(This article was first published on

**Econometrics by Simulation**, and kindly contributed to R-bloggers)

# Maximum likelihood Estimation (MLE) is a powerful tool in econometrics which allows for the consistent and asymptotically efficient estimation of parameters given a correct identification (in terms of distribution) of the random variable.

# It is also a proceedure which seems superficially quite complex and intractible, but in reality is very intuitive and easy to use.

# To introduct MLE, lets think about observing a repeated coin flip.

# Let's say we know it is not a fair coin and we would like to figure out what the likehood of heads parameter popping up is.

# Let's define out likelihood function this way:

lk <- function(responses, theta) {

# This likelihood function returns the likelihood of (a priori) observing a

# particular response pattern given the likelihood of seeing a head on the

# coin is theta.

returner <- 0*theta

# Define a vector to hold likelihoods in case theta is a vector

for (i in 1:length(theta)) returner[i] <-

prod(theta[i]^responses) * # The likelihood of seeing the head's pattern

prod((1-theta[i])^(1-responses)) # The likelihood of seeing the tails's pattern

returner

}

# Let's see how our likelihood function is working.

# Let's see we flip the coin once and we observe a heads

# and our initial guess is that the coin is fair.

lk(c(1), .5)

# [1] 0.5

# Our likelihood of this being true is .5 (we know this is right)

# What is we get a tail?

lk(c(0), .5)

# [1] 0.5

# .5 as well. This seems right.

# Now let's try something more interesting.

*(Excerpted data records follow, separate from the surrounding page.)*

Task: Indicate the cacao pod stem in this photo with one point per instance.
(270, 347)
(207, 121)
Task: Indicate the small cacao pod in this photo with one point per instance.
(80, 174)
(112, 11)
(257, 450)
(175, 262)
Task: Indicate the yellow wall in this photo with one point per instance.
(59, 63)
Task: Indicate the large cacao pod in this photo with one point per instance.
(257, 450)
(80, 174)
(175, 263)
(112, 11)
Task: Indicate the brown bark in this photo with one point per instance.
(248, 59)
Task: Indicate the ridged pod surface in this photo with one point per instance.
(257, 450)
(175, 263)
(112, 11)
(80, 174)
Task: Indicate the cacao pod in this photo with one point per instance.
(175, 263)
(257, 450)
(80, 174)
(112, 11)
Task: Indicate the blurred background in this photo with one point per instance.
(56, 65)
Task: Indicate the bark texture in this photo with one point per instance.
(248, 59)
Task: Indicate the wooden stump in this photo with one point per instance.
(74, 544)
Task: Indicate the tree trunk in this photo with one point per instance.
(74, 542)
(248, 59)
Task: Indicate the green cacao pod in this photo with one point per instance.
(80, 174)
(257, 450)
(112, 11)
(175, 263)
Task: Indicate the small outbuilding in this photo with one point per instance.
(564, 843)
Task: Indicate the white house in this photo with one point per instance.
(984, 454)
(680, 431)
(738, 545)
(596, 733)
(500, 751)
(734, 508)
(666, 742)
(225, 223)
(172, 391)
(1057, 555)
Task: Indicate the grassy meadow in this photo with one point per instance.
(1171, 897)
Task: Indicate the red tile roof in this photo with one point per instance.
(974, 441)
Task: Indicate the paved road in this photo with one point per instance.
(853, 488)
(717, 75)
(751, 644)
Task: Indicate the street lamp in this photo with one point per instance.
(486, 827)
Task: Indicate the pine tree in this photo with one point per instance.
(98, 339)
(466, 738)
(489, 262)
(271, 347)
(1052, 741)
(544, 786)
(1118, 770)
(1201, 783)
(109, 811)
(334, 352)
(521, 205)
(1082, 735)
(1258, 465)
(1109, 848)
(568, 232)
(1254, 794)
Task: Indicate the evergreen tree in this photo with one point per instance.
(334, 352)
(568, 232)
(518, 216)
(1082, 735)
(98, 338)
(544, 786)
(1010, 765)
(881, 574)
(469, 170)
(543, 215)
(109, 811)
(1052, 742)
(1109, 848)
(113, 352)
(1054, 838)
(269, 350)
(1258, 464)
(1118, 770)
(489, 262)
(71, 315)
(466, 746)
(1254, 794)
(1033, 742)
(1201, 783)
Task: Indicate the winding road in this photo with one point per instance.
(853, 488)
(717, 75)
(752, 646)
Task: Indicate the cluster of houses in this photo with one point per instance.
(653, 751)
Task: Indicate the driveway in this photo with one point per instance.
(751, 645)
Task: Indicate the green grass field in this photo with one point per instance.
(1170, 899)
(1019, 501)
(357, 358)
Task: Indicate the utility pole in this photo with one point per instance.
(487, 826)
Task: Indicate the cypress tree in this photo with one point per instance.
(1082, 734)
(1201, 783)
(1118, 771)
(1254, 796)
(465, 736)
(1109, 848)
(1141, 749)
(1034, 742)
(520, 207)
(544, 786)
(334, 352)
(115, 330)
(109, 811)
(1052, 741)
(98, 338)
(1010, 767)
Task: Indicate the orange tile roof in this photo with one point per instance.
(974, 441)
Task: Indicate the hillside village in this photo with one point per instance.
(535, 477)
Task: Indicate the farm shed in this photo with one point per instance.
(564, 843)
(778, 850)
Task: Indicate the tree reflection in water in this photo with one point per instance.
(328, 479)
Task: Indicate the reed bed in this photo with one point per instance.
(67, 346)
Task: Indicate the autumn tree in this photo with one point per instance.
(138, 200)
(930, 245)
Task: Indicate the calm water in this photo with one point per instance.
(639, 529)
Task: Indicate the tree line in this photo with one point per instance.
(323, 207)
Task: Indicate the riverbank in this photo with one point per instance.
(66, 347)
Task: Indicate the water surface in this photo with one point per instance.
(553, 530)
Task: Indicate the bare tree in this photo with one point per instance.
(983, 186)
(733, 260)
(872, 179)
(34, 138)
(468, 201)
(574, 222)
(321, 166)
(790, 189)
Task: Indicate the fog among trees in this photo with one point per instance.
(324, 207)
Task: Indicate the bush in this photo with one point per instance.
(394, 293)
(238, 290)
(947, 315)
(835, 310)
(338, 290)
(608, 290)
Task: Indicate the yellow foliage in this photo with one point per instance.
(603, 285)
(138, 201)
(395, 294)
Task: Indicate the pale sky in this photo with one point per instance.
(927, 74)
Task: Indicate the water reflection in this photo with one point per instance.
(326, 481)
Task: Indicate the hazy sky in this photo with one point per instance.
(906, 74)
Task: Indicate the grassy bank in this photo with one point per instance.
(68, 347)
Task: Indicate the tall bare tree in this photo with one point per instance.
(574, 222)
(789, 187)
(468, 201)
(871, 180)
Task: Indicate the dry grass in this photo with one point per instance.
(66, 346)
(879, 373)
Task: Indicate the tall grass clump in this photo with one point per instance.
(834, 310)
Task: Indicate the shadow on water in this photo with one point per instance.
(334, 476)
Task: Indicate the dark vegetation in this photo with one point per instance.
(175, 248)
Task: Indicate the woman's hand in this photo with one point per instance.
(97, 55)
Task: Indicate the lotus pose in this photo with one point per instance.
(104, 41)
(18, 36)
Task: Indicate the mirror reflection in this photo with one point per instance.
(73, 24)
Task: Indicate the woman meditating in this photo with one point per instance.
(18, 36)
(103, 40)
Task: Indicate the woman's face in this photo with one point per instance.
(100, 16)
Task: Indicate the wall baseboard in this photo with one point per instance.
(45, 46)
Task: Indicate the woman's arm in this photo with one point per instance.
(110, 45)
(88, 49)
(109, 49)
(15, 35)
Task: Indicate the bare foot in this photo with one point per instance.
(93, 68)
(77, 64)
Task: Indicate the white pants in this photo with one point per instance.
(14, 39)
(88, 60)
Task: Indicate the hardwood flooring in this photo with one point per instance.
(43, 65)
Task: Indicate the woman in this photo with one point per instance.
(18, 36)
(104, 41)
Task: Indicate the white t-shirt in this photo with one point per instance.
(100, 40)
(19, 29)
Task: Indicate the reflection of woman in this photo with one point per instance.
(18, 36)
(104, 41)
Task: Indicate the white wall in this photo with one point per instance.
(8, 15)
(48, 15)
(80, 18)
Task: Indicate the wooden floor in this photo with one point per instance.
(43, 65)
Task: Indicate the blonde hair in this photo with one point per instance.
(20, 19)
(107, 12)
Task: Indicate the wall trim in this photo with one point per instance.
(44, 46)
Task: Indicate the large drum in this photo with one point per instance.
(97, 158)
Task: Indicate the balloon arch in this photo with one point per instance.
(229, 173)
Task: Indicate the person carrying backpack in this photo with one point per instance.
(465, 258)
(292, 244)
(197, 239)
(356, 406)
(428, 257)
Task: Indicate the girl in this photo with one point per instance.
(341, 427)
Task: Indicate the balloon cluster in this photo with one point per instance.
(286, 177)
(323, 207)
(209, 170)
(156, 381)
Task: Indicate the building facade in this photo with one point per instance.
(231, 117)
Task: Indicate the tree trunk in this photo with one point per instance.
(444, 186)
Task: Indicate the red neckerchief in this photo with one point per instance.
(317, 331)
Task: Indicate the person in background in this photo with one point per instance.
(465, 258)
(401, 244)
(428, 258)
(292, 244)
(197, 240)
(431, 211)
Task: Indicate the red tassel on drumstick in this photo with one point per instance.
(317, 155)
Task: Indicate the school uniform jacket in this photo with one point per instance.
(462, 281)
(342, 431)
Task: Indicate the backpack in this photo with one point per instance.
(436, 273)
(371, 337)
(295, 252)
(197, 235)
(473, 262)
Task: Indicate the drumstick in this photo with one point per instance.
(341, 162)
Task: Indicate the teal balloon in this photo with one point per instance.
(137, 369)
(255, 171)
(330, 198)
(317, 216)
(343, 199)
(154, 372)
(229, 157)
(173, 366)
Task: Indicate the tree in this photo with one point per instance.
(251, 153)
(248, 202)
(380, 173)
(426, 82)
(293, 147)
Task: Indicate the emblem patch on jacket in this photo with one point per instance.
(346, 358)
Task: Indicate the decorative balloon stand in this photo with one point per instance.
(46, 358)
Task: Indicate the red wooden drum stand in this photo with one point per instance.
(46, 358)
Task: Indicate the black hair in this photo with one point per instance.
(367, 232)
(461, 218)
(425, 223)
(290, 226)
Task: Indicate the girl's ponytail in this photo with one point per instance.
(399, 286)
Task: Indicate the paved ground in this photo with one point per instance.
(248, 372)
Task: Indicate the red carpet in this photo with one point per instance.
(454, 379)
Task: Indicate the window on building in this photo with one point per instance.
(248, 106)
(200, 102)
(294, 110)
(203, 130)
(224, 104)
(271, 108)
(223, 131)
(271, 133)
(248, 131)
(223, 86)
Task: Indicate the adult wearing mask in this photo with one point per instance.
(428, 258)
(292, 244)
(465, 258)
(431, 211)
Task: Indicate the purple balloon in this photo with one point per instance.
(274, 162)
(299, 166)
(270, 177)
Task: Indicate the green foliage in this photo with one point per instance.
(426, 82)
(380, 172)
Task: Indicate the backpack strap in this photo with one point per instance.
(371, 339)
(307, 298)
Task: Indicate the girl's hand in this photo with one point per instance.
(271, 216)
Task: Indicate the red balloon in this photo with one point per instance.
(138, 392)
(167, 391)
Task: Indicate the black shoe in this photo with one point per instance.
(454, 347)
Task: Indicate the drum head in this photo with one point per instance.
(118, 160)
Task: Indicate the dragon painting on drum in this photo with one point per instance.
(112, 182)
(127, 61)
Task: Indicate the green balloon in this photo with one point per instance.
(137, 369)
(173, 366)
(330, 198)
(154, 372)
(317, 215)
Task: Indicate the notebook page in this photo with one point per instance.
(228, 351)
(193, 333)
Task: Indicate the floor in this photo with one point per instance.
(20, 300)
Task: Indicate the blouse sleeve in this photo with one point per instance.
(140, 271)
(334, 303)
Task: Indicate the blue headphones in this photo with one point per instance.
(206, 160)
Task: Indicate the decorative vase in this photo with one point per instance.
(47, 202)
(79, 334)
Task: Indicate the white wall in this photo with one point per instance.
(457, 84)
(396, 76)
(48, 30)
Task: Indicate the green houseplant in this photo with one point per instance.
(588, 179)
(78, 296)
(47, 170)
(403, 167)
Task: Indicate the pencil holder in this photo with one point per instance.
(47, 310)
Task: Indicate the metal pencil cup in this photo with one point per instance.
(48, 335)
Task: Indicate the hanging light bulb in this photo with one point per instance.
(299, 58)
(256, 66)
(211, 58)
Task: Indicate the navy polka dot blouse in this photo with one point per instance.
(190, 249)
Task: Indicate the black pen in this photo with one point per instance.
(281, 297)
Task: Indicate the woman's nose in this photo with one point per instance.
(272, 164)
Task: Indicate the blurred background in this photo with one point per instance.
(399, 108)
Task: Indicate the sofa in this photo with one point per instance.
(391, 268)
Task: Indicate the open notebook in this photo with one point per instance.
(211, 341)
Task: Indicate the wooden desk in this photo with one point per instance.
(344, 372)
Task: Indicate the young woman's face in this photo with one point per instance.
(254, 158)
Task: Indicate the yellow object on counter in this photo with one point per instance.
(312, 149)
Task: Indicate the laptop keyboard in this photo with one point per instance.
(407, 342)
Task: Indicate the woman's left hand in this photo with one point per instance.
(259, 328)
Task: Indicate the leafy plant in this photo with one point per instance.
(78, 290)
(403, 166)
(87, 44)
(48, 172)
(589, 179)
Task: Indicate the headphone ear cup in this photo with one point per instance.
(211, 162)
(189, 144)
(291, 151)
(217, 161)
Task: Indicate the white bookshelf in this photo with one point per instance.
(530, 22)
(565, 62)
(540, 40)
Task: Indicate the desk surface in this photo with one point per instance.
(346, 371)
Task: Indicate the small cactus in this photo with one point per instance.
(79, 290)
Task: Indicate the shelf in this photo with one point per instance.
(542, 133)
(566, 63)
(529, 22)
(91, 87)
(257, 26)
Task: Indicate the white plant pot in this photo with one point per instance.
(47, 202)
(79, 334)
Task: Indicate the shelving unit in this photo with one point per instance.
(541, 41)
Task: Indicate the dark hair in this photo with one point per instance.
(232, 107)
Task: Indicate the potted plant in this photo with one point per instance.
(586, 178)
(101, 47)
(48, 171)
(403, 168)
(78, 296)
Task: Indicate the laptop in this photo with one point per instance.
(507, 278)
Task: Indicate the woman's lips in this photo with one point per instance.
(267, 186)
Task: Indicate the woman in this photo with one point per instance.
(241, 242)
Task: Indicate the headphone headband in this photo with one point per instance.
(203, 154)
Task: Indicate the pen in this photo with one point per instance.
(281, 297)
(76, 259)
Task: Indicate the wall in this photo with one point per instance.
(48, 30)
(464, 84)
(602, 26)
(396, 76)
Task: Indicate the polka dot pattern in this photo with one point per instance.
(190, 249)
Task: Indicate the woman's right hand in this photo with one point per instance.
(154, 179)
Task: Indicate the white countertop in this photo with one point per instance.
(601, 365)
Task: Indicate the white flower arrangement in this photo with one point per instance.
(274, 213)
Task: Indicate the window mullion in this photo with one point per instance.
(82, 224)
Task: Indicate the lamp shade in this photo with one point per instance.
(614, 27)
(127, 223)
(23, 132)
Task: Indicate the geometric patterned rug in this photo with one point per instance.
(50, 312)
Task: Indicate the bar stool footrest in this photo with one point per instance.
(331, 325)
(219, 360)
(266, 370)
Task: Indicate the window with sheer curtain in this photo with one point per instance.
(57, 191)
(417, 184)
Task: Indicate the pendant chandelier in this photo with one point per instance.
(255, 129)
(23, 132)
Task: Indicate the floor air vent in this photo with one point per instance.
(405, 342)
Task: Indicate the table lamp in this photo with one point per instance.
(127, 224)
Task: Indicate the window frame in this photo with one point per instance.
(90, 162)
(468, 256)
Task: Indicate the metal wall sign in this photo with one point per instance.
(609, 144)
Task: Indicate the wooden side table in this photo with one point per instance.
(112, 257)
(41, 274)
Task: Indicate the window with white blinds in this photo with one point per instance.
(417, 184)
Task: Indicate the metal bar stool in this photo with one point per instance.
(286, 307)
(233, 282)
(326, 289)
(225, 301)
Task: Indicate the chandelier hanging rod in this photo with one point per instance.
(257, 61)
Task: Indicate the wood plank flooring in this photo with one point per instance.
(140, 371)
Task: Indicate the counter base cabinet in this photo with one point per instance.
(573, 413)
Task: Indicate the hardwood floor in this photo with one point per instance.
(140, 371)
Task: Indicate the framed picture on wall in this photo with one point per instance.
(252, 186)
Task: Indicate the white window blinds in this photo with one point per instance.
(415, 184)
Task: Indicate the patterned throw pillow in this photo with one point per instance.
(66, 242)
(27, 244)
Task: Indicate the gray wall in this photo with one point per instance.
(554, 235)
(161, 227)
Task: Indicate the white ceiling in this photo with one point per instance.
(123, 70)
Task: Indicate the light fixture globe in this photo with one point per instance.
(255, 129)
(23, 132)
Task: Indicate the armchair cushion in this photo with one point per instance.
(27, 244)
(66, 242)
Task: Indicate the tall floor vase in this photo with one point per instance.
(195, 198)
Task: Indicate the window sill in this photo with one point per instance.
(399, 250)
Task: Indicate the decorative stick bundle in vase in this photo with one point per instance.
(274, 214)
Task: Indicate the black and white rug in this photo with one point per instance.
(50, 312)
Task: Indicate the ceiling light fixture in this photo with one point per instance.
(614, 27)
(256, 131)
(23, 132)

# Let's say we get two heads:

lk(c(1,1), .5)

# [1] 0.25

# .5^2=.25

# This is standard probability. But, let's now ask:

# What if the coin was not fair (as we originally guessed)?

# Is there a better parameter set that would lead to our observed outcome?

# Let's say, there is a 75% chance of getting heads.

# What is the likelihood of seeing our 2 heads.

lk(c(1,1), .75)

# [1] 0.5625

# So if the coin was unfair at 75% then our likelihood of observing the

# outcome we did would increase from 25% to 56%.

# How about is the coin were 95% in favor of heads.

lk(c(1,1), .95)

# [1] 0.9025

# Now we are up to 90%.

# You probably see where this is going.

# If we assume we know nothing about the underlying distribution of the coin

# parameter, then the parameter which fits best is 1 (100%).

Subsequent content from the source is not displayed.